Wenn man so spärliche Musik wie die auf LOYALTY komponiert, muss man entweder außergewöhnliche Melodien oder überzeugende Texte haben, um die Aufmerksamkeit der Zuhörerin zu behalten. Dessen bewusst bietet TAMARA LINDEMAN beides.
Die erste Veröffentlichung von Tamara Lindeman auf dem Label Outside Music in Kanada ringt mit verknoteten Vorstellungen von Treue und Untreue gegenüber unserem Idealismus, unseren Charakterkonstruktionen, unseren Erinnerungen und unserer Familie, Freunden und Liebhabern und repräsentiert einen mutigen Schritt nach vorne in neue klangliche und psychologische Bereiche. Aufgenommen in den La Frette Studios vor den Toren von Paris im Winter 2014, in enger Zusammenarbeit mit Afie Jurvanen (Bahamas) und Robbie Lackritz (Feist), kristallisiert „Loyalty“ ihre lapidare Songkunst in elf emotional aufgeladenen Vignetten und intimen Porträts, die an die kanadische Landsfrau Joni Mitchell erinnern, aber auch an Leonard Cohen und David Wiffen, aber ganz und gar ihre eigenen sind.
Der Titeltrack ist ein klares Highlight und einer der besseren Songs, die dieses Jahr herausgekommen sind. Er enthält eine lineare Erzählung über Liebe und Verlust und das Weitermachen, die auf eine Weise vorgetragen wird, die diese biederen lyrischen Themen frisch und neu erscheinen lässt. Vieles davon ist der Stimme von Tamara Lindeman zu verdanken. Ihre Stimme existiert in den Räumen zwischen Joni Mitchell und Chrissie Hynde, die die mühelose Phrasierung der ersteren und die bodenständige Sachlichkeit der letzteren besitzt. Die Reiseerzählung von „Person Eclipse“ könnte mit ihrer Liebe zum Detail und ihrer subtilen Phrasierung locker neben Hejira’s „Song For Sharon“ oder sogar „Amelia“ stehen.

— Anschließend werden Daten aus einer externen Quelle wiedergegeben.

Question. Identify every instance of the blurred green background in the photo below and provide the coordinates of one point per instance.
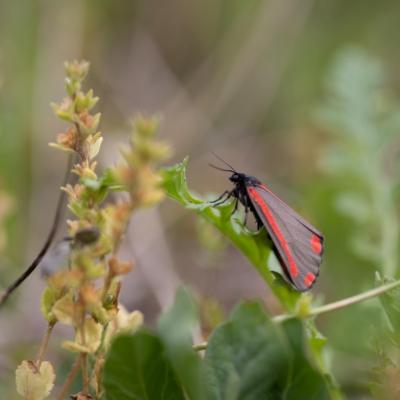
(263, 84)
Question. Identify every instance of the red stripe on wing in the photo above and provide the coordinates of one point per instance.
(274, 226)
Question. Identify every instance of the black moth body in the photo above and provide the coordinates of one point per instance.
(297, 244)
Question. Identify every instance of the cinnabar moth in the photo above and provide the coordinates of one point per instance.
(297, 244)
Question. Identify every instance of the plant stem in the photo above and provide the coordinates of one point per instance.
(70, 378)
(43, 345)
(337, 305)
(56, 222)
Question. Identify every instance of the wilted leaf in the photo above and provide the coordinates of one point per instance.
(34, 383)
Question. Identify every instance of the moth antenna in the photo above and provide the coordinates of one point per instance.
(221, 159)
(221, 169)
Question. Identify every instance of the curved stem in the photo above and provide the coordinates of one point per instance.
(70, 378)
(47, 244)
(337, 305)
(43, 346)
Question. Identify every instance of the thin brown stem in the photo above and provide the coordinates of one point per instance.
(48, 242)
(44, 344)
(70, 378)
(85, 374)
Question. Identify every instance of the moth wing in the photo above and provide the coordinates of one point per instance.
(299, 245)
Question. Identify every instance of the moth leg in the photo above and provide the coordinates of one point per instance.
(221, 199)
(236, 206)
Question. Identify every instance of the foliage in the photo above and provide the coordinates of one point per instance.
(363, 120)
(248, 357)
(253, 245)
(83, 292)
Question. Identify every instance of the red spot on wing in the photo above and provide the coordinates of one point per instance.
(309, 279)
(274, 226)
(316, 244)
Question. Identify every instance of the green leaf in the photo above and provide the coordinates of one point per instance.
(137, 368)
(176, 327)
(255, 246)
(250, 358)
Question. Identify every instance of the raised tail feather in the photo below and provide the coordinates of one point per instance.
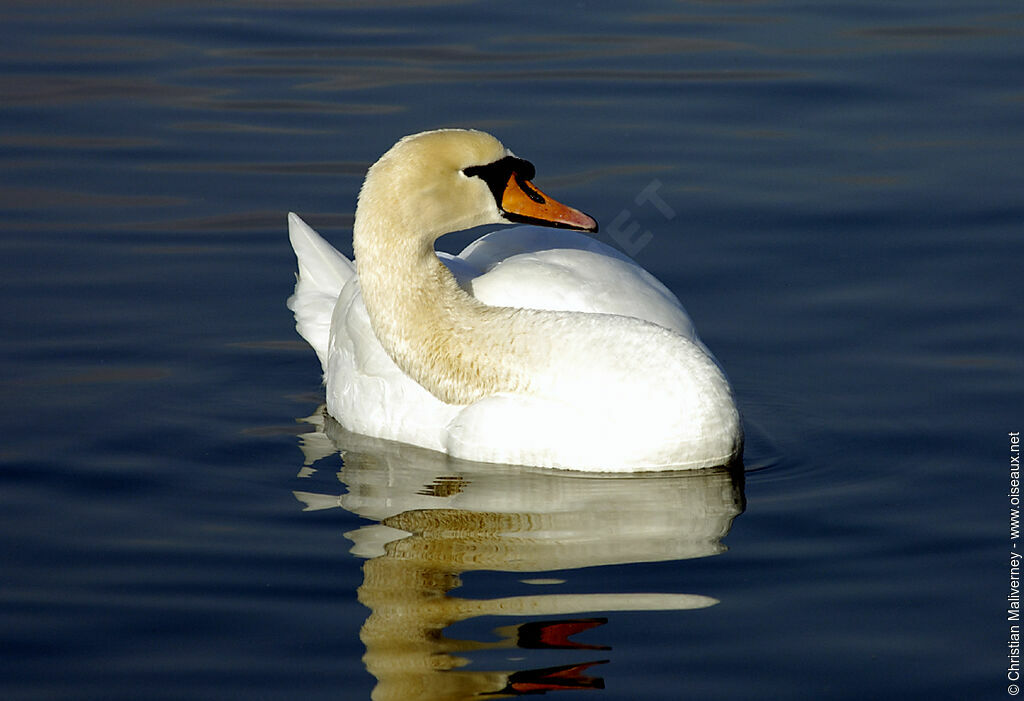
(323, 272)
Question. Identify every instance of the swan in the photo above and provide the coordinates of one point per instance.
(534, 346)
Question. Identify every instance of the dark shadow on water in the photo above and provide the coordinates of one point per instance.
(436, 518)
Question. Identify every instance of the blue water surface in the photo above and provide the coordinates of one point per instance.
(842, 214)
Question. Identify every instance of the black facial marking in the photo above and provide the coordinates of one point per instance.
(497, 175)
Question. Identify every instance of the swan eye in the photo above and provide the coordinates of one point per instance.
(497, 174)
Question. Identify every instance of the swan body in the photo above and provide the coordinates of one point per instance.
(534, 346)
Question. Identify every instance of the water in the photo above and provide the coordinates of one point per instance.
(842, 191)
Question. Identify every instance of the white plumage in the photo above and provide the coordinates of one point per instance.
(577, 358)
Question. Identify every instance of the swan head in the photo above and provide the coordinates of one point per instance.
(435, 182)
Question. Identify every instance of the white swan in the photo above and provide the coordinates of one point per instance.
(539, 347)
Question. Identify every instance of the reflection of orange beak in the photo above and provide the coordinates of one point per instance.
(523, 203)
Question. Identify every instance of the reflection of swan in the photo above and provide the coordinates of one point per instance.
(439, 517)
(551, 349)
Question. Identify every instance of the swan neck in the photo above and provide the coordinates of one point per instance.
(430, 327)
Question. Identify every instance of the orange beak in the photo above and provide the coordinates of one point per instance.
(523, 203)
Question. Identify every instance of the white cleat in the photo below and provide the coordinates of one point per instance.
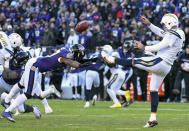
(36, 112)
(94, 100)
(48, 110)
(17, 112)
(151, 124)
(78, 96)
(55, 91)
(87, 104)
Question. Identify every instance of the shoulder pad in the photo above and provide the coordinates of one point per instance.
(69, 55)
(175, 33)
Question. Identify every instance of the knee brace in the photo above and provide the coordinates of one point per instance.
(28, 95)
(20, 86)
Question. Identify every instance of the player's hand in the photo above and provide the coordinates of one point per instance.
(139, 45)
(145, 21)
(182, 65)
(85, 64)
(109, 60)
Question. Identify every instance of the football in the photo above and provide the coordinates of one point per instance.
(82, 26)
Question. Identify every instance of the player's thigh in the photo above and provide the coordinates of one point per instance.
(89, 79)
(116, 85)
(74, 79)
(37, 89)
(150, 64)
(97, 79)
(156, 81)
(4, 86)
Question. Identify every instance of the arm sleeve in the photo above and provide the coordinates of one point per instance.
(167, 41)
(157, 30)
(1, 58)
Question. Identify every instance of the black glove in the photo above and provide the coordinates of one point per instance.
(85, 64)
(89, 60)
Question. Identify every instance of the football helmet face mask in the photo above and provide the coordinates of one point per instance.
(16, 40)
(20, 59)
(107, 49)
(169, 21)
(127, 46)
(79, 51)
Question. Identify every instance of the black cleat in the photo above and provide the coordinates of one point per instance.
(128, 103)
(151, 124)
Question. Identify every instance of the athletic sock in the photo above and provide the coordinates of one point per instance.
(154, 105)
(154, 101)
(15, 89)
(120, 92)
(46, 93)
(18, 101)
(152, 116)
(79, 90)
(87, 94)
(28, 108)
(113, 96)
(128, 96)
(45, 102)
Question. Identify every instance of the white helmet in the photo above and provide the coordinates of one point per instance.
(170, 20)
(16, 40)
(108, 49)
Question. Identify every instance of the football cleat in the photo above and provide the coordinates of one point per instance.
(17, 112)
(115, 106)
(48, 110)
(56, 92)
(4, 104)
(94, 100)
(8, 116)
(87, 104)
(128, 103)
(36, 112)
(127, 96)
(151, 124)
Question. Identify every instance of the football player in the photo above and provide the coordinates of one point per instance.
(93, 78)
(119, 76)
(29, 80)
(12, 59)
(160, 64)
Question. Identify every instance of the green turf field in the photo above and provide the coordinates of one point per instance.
(70, 115)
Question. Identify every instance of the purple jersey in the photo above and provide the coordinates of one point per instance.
(97, 66)
(125, 56)
(49, 63)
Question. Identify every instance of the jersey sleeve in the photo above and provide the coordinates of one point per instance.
(157, 30)
(1, 58)
(166, 42)
(65, 53)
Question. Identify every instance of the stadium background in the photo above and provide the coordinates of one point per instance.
(49, 24)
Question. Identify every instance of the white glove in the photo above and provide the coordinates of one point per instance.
(104, 54)
(109, 59)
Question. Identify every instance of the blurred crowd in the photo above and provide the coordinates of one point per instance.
(52, 22)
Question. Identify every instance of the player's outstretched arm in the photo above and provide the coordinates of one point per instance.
(152, 27)
(72, 63)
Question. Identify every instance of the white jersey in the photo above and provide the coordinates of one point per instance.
(4, 40)
(5, 55)
(169, 47)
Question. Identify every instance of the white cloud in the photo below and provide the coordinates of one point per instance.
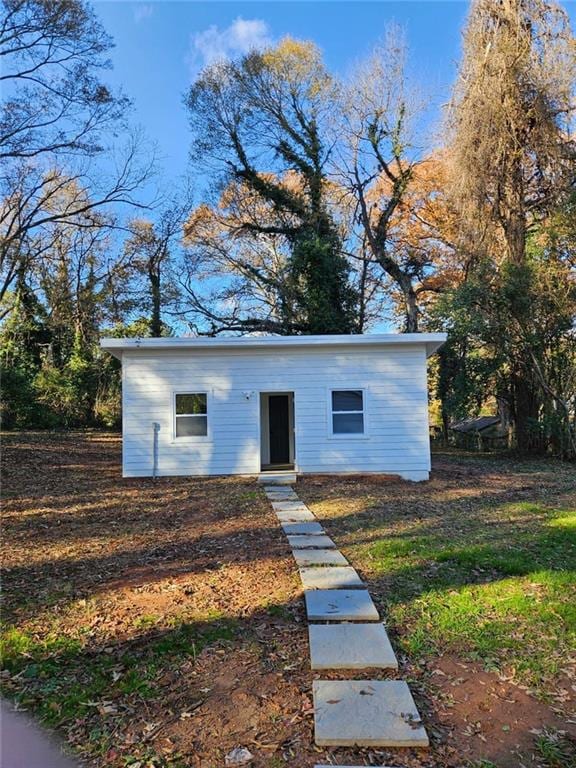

Während sie auf Mitchell’s jazzigere Neigungen verzichtet, vermeiden ihre linearen lyrischen Erzählungen eine traditionelle Strophe/Chorus-Struktur zugunsten von etwas Persönlicherem, Intimerem. In diesen 11 Tracks haben wir das Gefühl, als würde Lindeman direkt zu uns singen. „I trust you to know your own mind as I know mine“, singt sie auf „Shy Women“. Das Album ist hübsch mit Instrumenten ausgeschmückt – Lindeman’s eigenes exzentrisches Gitarrenpicking (sie lernte zuerst auf einem Banjo zu spielen), die subtilsten Texturen von Percussion, Klavier, Streichern und Bass. Die Songs fühlen sich sehr sparsam an, selbst wenn sie in Chorharmonien anschwellen, wie auf dem lieblichen „Personal Eclipse“, oder sich in „Life’s Work“ zwischen anhaltenden Klavierakkorden verweben.
Diese Kompositionen haben eine Reinheit, einen Raum, durch den sich die Luft bewegen kann. Man muss die Zurückhaltung bewundern, die Lindeman und ihr Team gezeigt haben, indem sie schwache Melodien gerade genug verdichteten, um sie nachhallen zu lassen. Das Fehlen einer traditionellen Struktur kann gelegentlich störend sein, da die Songs gerade dann zu enden scheinen, wenn sie an Fahrt gewinnen. Insbesondere der abschließende Track „At Full Height“ hört auf, sobald die Musik anschwillt und uns in eine warme Klangdecke hüllt. Ob beabsichtigt oder nicht, dies führt zu einem sofortigen Wunsch, zur Wärme des Albums zurückzukehren und sich in die Intimität und zwanglose Vertrautheit von Lindeman’s Vortrag und Herangehensweise an das Songwriting zu vertiefen.
„Loyalty“ ist ein außergewöhnlich berührendes Meisterwerk, zeitlos und gleichzeitig sehr zeitgemäß, höchst persönlich in seiner Besonderheit und universell in seiner emotionalen Zugänglichkeit und Resonanz.